From what I have learned her karma comes along when she is in middle age or so, and everyone around her begins to see through her. But the torn loyalities the kids have with her are going to be so powerful she will be the great puppetmaster over all as long as she can continue to fool everyone. That she feels good and I feel like shit. That I loved her so much and she totally and completely used me up and tossed me aside once she threatened me with a restraining order. I hate feeling and being this powerless so much. This has never before happened and I hate it so much and I have to suck it up and let go and accept it, it is such bullshit. You are right She Cat. I am good and pissed and thank you for showing me how angry I really am. This definately lifts my depression quite a bit. My daughter is a piece of shit person. Her kids are so beautiful and awesome with such good hearts and they are great people and my love for them became such a huge threat to her that she had to get me out of the picture entirely. I hurt so much right now in realizing all of these things and it really sucks because I know in time I will be okay and I so want to be okay now without going through this sucky process of grieving. Big hugs to you.
 
I feel abandoned by my entire family that I have loved so many years of my life. It really hurts so much. I hate being this needy of the grandkids but I am, I am missing them so much and I am so sad and depressed and frustrated because they have been turned against me by my daughter's lies and tricks and traps. I hate how insidious this whole mess is. I hate being so alone with the emotions of it. I know that I am having all sorts of disturbed thoughts too. I know that I really need to get back into therapy as soon as i can because of how messed up I am from what has happened. I hate the ball of fear inside of me growing bigger every day. I hate the loneliness of being cast out of my own family after so many years of loving and enjoying each one of them. I hate how my daughter has turned away from for total control of her family and to hurt me as much as she can. I hate how messed up my own mind is now with being left alone with all of these emotions so out of control.
 
@Rain I have no words of wisdom for you really. It's a storm of shit that you will need to go through until you resolve everything in your head and heart. I went through the rollercoaster of emotions and feelings too. I remember how raw and awful it was.

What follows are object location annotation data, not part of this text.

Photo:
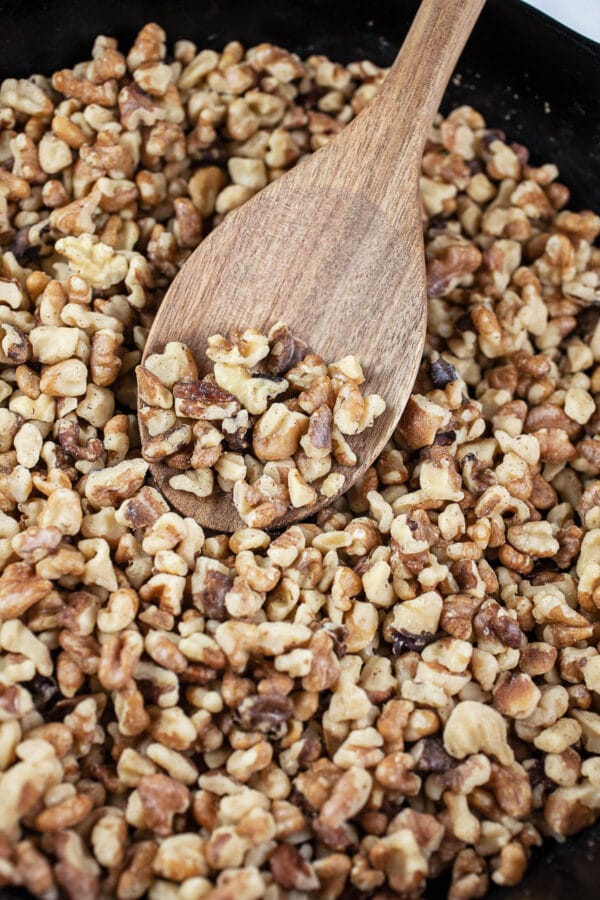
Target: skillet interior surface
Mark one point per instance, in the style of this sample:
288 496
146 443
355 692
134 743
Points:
527 74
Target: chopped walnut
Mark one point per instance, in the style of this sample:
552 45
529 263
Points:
292 440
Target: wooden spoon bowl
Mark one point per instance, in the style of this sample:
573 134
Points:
334 249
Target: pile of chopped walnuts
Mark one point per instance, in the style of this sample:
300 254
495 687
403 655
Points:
409 684
198 424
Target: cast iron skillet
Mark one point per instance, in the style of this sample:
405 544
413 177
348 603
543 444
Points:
528 75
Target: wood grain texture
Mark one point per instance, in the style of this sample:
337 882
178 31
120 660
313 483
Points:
334 249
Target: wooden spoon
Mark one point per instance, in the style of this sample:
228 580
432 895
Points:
334 249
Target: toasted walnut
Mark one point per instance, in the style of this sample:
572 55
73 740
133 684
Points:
472 727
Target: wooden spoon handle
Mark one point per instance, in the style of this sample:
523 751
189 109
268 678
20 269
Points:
416 82
393 132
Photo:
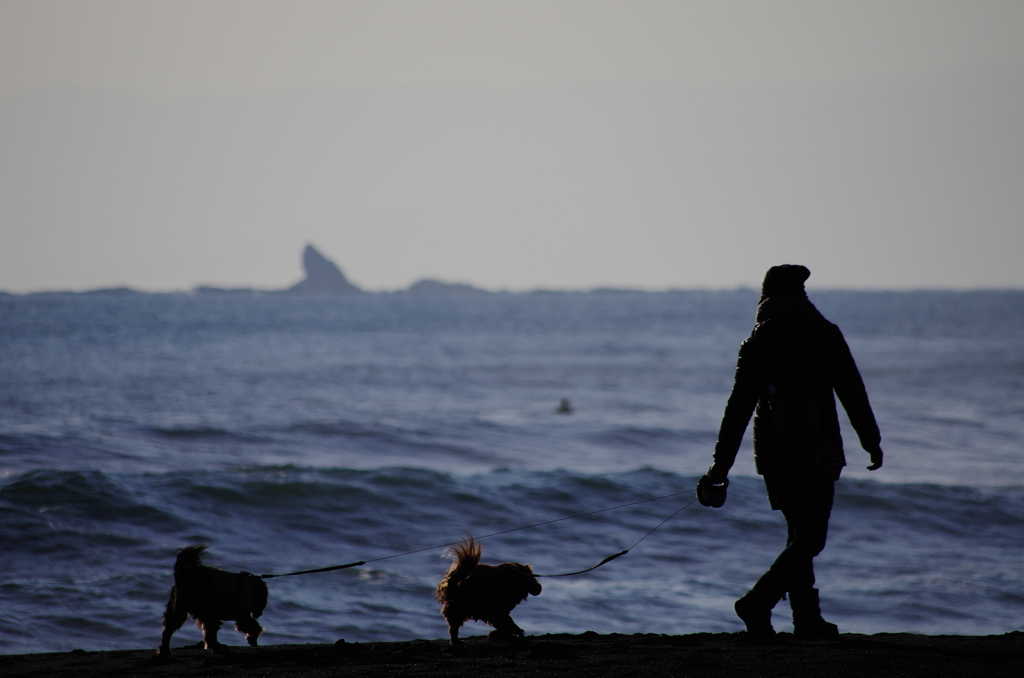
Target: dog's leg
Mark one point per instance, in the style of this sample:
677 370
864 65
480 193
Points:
173 619
504 628
251 628
210 629
455 623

Just know that if and when you need to vent... VENT!! It does help and yes, you need to get back into therapy!!!

Hugs
 
@She Cat I called a hotline at my clinic today for ideas on how to reduce my anxiety and it is working. I have a therapy appointment in September with a therapist that I like very much. Trust me I know that I need help like yesterday! Venting here actually really helps to release the emotional cesspool. Feeling better right now. But I am sure I will be back.